O spowodowanie kolizji nietrudno, jeśli się jest nieuważnym. Trudno jednak skupić uwagę na drodze jak się ma ponad 2 promile alkoholu w organizmie.
Zarzut prowadzenia pojazdu w stanie nietrzeźwości usłyszy wkrótce 40-letni wągrowczanin. Dodatkowo mężczyzna jest sprawcą kolizji do jakiej doszło w sobotnie południe (15 kwietnia około 12:15) na wągrowieckiej obwodnicy przy Os. Wschód.
Kierujący Fiatem Ducato mężczyzna jak tłumaczył policjantom nie zauważył, że przed nim zatrzymały się inne pojazdy. Ruch w tym miejscu regulowany jest przez sygnalizator świetlny, przy przejściu dla pieszych. Jadąc od strony ronda uderzył w poprzedzające dwa samochody osobowe Volvo V70 i V50. Siła uderzenia w jeden spowodowała, że ten uderzył w kolejny.
W kolizji uszkodzeniu uległy jedynie pojazdy, uczestnicy nie odnieśli obrażeń. Jednak kierowca busa będzie odpowiadał za spowodowanie kolizji i kierowanie pojazdem w stanie nie trzeźwości – w momencie badania miał w organizmie ok. 2,2 promila alkoholu w organizmie.

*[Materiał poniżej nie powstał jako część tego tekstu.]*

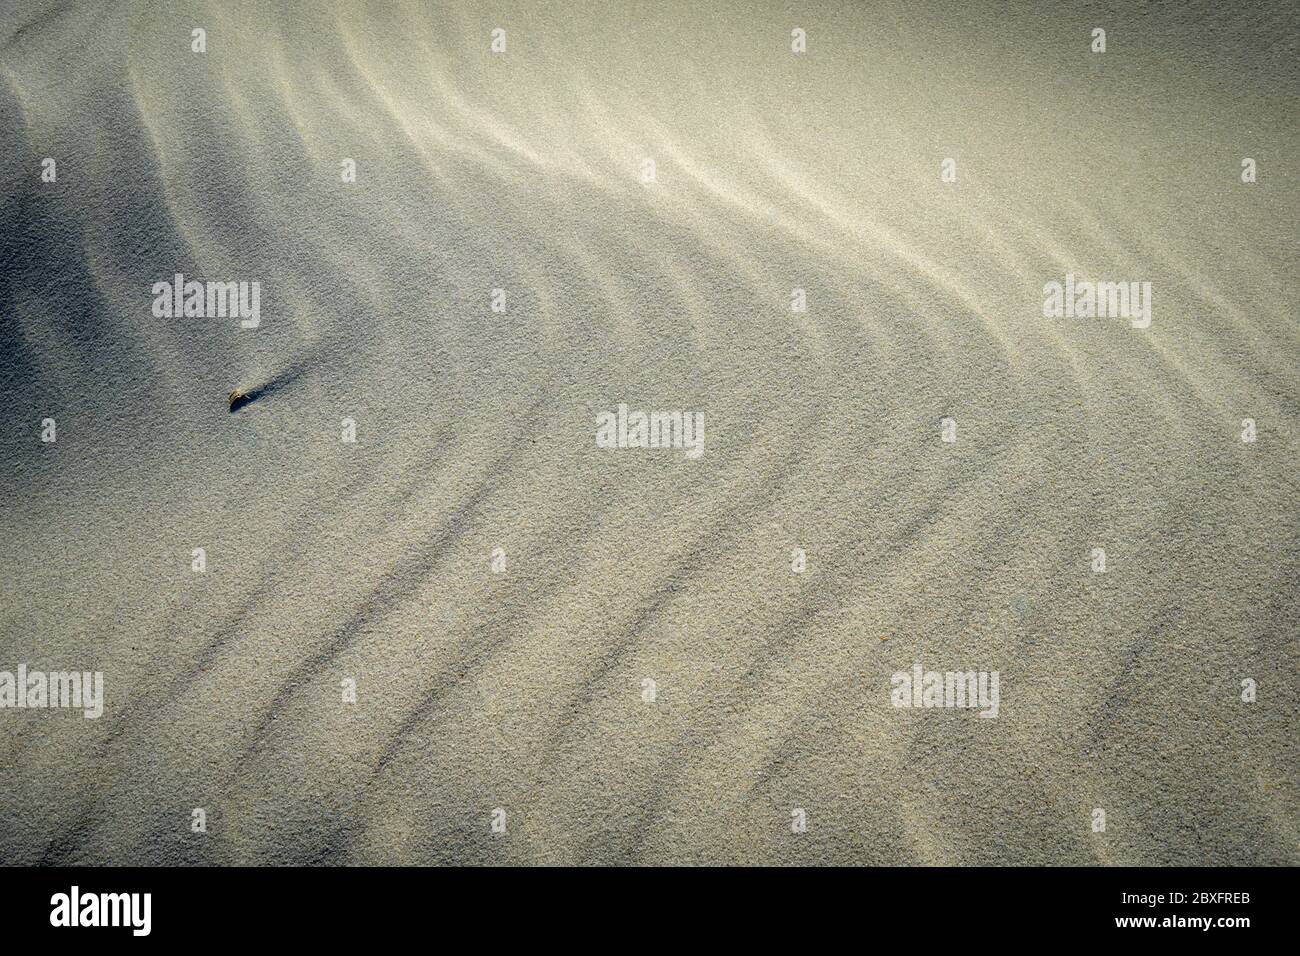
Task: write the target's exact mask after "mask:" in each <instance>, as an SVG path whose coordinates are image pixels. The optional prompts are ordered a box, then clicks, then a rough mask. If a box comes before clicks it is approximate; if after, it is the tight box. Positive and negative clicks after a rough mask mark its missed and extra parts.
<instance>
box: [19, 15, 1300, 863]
mask: <svg viewBox="0 0 1300 956" xmlns="http://www.w3.org/2000/svg"><path fill="white" fill-rule="evenodd" d="M1096 26H1102V27H1105V30H1106V36H1108V49H1106V52H1105V53H1092V52H1091V51H1089V31H1091V30H1092V29H1093V27H1096ZM195 27H201V29H204V30H205V35H207V52H205V53H195V52H192V51H191V30H192V29H195ZM497 27H500V29H504V30H506V31H507V36H508V46H507V49H506V52H504V53H493V52H491V49H490V46H489V44H490V34H491V31H493V30H494V29H497ZM794 27H800V29H803V30H805V31H806V34H807V52H806V53H801V55H796V53H793V52H792V49H790V31H792V29H794ZM1297 33H1300V31H1297V23H1296V14H1295V10H1294V8H1288V5H1287V4H1282V3H1277V4H1265V5H1232V7H1231V8H1229V9H1223V8H1221V7H1218V5H1217V4H1210V3H1197V4H1193V5H1191V7H1187V5H1183V4H1178V5H1169V7H1162V5H1160V7H1153V8H1148V9H1143V10H1141V12H1136V10H1135V12H1130V13H1125V12H1119V10H1118V9H1115V8H1113V7H1112V5H1109V4H1108V5H1099V7H1096V8H1092V7H1089V5H1088V4H1058V5H1057V9H1049V8H1044V7H1041V5H1037V4H1023V5H1013V7H1011V8H1009V9H1008V8H1004V5H1000V4H998V5H993V4H971V3H943V4H914V3H896V4H875V3H862V4H854V3H828V4H815V5H807V8H806V9H805V5H789V7H788V5H784V4H777V3H762V4H750V3H740V1H732V0H725V1H724V0H710V3H699V4H686V3H654V4H650V3H643V4H621V3H564V4H554V3H551V4H546V3H536V1H533V0H528V1H524V0H512V1H511V3H502V4H468V3H458V4H435V3H395V1H394V3H382V4H361V3H342V0H341V1H339V3H326V1H325V0H321V1H320V3H302V4H290V3H270V1H269V0H265V1H264V3H237V1H234V0H221V3H217V1H216V0H214V1H213V3H168V4H146V3H120V4H98V3H62V4H57V3H34V1H32V3H29V1H26V0H23V1H21V3H17V4H13V5H10V10H9V12H8V13H6V16H5V17H4V18H3V22H0V81H3V82H0V143H3V148H0V185H3V195H0V384H3V386H4V394H5V407H4V411H3V412H0V419H3V428H0V481H3V485H4V489H5V490H4V496H3V498H0V509H3V519H0V520H3V524H0V529H3V541H4V544H3V546H0V588H3V597H4V600H3V607H0V615H3V617H0V628H3V630H0V669H3V670H13V669H14V667H16V666H17V665H18V663H21V662H25V663H27V665H29V666H30V667H32V669H38V667H45V669H49V670H57V669H81V670H87V671H95V670H98V671H103V672H104V675H105V702H104V715H103V717H101V718H99V719H94V721H90V719H82V718H81V715H78V714H68V713H53V711H38V710H16V709H5V710H0V766H3V769H4V786H3V787H0V860H3V861H5V862H18V864H36V862H45V864H66V862H112V864H126V862H148V864H182V862H192V864H199V862H204V864H234V862H257V864H287V862H328V864H341V862H354V864H361V862H364V864H370V862H403V864H406V862H463V864H494V862H529V864H578V862H580V864H615V862H649V864H688V862H712V864H741V862H745V864H749V862H755V864H757V862H767V864H815V862H828V864H848V862H870V864H1296V862H1300V826H1297V819H1300V791H1297V782H1300V775H1297V766H1300V761H1297V757H1300V745H1297V740H1300V735H1297V727H1300V717H1297V714H1300V682H1297V671H1300V648H1297V641H1296V636H1297V632H1300V627H1297V626H1300V580H1297V576H1300V536H1297V531H1300V520H1297V507H1296V505H1297V477H1296V475H1297V472H1296V462H1297V453H1300V440H1297V432H1296V423H1297V420H1300V402H1297V397H1300V369H1297V362H1296V359H1297V354H1300V351H1297V346H1300V341H1297V339H1300V333H1297V324H1296V307H1295V303H1296V293H1297V289H1296V251H1297V250H1296V246H1297V220H1300V215H1297V213H1300V202H1297V155H1300V151H1297V146H1300V142H1297V140H1300V137H1297V134H1296V124H1295V104H1296V101H1297V95H1300V74H1297V69H1296V62H1297V60H1296V53H1297V39H1296V38H1297ZM45 157H53V159H56V160H57V181H56V182H43V181H42V178H40V172H42V161H43V160H44V159H45ZM1244 157H1252V159H1253V160H1255V161H1256V163H1257V169H1258V179H1257V182H1253V183H1244V182H1242V178H1240V173H1242V160H1243V159H1244ZM344 159H352V160H355V164H356V182H351V183H348V182H342V181H341V163H342V161H343V160H344ZM646 159H653V160H654V163H655V166H654V169H655V179H654V182H643V181H642V179H643V170H645V160H646ZM945 159H953V160H954V163H956V170H957V181H956V182H944V181H943V179H941V176H940V168H941V163H943V161H944V160H945ZM175 273H182V274H185V276H187V277H194V278H198V280H213V281H218V280H220V281H225V280H230V281H257V282H259V284H260V289H261V303H260V311H261V323H260V326H259V328H256V329H242V328H240V326H239V323H238V320H233V319H207V317H185V316H173V317H169V319H168V317H161V319H160V317H156V316H155V315H153V313H152V312H151V306H152V299H153V297H152V294H151V287H152V286H153V284H155V282H159V281H170V280H172V277H173V276H174V274H175ZM1066 274H1074V276H1089V277H1093V278H1122V280H1134V281H1139V280H1140V281H1144V282H1151V285H1152V289H1153V293H1152V303H1153V321H1152V324H1151V326H1149V328H1147V329H1139V328H1132V326H1131V325H1130V323H1128V321H1126V320H1117V319H1079V317H1060V319H1048V317H1044V315H1043V304H1044V291H1043V290H1044V284H1048V282H1052V281H1063V280H1065V276H1066ZM493 289H502V290H506V293H507V311H506V312H504V313H498V312H494V311H493V310H491V307H490V298H491V290H493ZM794 289H803V290H805V293H806V300H807V311H806V312H792V290H794ZM233 390H240V392H242V393H243V397H242V398H238V401H237V399H235V398H230V394H231V392H233ZM619 403H627V405H628V406H630V407H632V408H646V410H650V408H673V410H699V411H703V412H706V415H707V429H706V433H705V444H703V449H705V450H703V454H702V455H701V457H699V458H698V459H697V460H689V459H686V457H685V455H684V454H681V453H680V451H638V450H620V451H611V450H608V449H601V447H597V444H595V440H594V436H595V421H597V416H598V415H599V414H602V412H604V411H612V410H615V408H616V407H617V405H619ZM47 418H49V419H55V420H56V421H57V441H55V442H43V441H42V440H40V432H42V421H43V420H44V419H47ZM343 419H351V420H354V421H355V425H356V441H355V444H348V442H343V441H341V431H339V429H341V421H342V420H343ZM944 419H952V420H953V421H954V423H956V427H957V441H956V442H945V441H941V437H940V434H941V421H943V420H944ZM1243 419H1252V420H1253V421H1255V423H1256V424H1257V440H1256V441H1253V442H1245V441H1242V437H1240V436H1242V432H1243V424H1242V423H1243ZM195 548H203V549H204V551H205V555H207V570H205V571H204V572H201V574H196V572H194V571H192V570H191V551H192V549H195ZM1095 548H1102V549H1104V550H1105V553H1106V570H1105V572H1104V574H1099V572H1095V571H1093V570H1092V567H1091V566H1089V554H1091V553H1092V549H1095ZM497 549H500V553H503V554H504V570H503V571H502V572H499V574H498V572H494V570H493V567H491V564H493V553H494V551H495V550H497ZM796 549H803V550H805V551H806V559H807V570H806V571H803V572H802V574H794V572H792V553H793V551H794V550H796ZM883 639H887V640H883ZM917 662H920V663H923V665H924V666H926V667H935V669H937V670H966V669H972V670H980V671H998V672H1000V675H1001V705H1000V713H998V717H997V719H979V718H978V714H975V713H972V711H969V710H967V711H961V710H937V709H936V710H909V709H898V708H894V706H893V705H892V701H891V675H892V674H894V672H897V671H910V670H911V667H913V666H914V663H917ZM647 678H649V679H651V680H654V682H655V684H654V687H655V688H656V691H655V700H654V701H653V702H647V701H646V700H645V697H643V693H645V692H643V684H642V682H643V680H645V679H647ZM1245 679H1251V680H1253V682H1256V683H1257V687H1258V700H1257V701H1255V702H1253V704H1248V702H1244V701H1243V700H1242V695H1243V689H1242V687H1243V684H1242V682H1243V680H1245ZM344 680H355V682H356V697H357V700H356V702H355V704H346V702H342V701H341V685H342V682H344ZM194 808H204V809H205V813H207V832H203V834H196V832H194V831H192V829H191V813H192V810H194ZM498 808H499V809H503V810H504V813H506V818H507V819H508V826H507V831H506V832H504V834H494V832H493V831H491V827H490V822H491V817H493V813H494V810H497V809H498ZM1096 808H1102V809H1105V813H1106V830H1105V831H1104V832H1095V831H1093V827H1092V825H1091V823H1092V813H1093V810H1095V809H1096ZM796 809H802V810H805V813H806V819H807V829H806V832H793V829H794V827H792V812H793V810H796Z"/></svg>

Za jazdę z taką zawartością alkoholu w organizmie grozi grzywna, kara ograniczenia wolności albo pozbawienia wolności do 2 lat. Oprócz kary sąd orzeka także środek karny w postaci zakazu na okres co najmniej 3 lat oraz obowiązek zapłacenia przez skazanego świadczenia pieniężnego na rzecz Funduszu Pomocy Pokrzywdzonym oraz Pomocy postpenitencjarnej w wysokości 5 tys. złotych, bądź wyższej.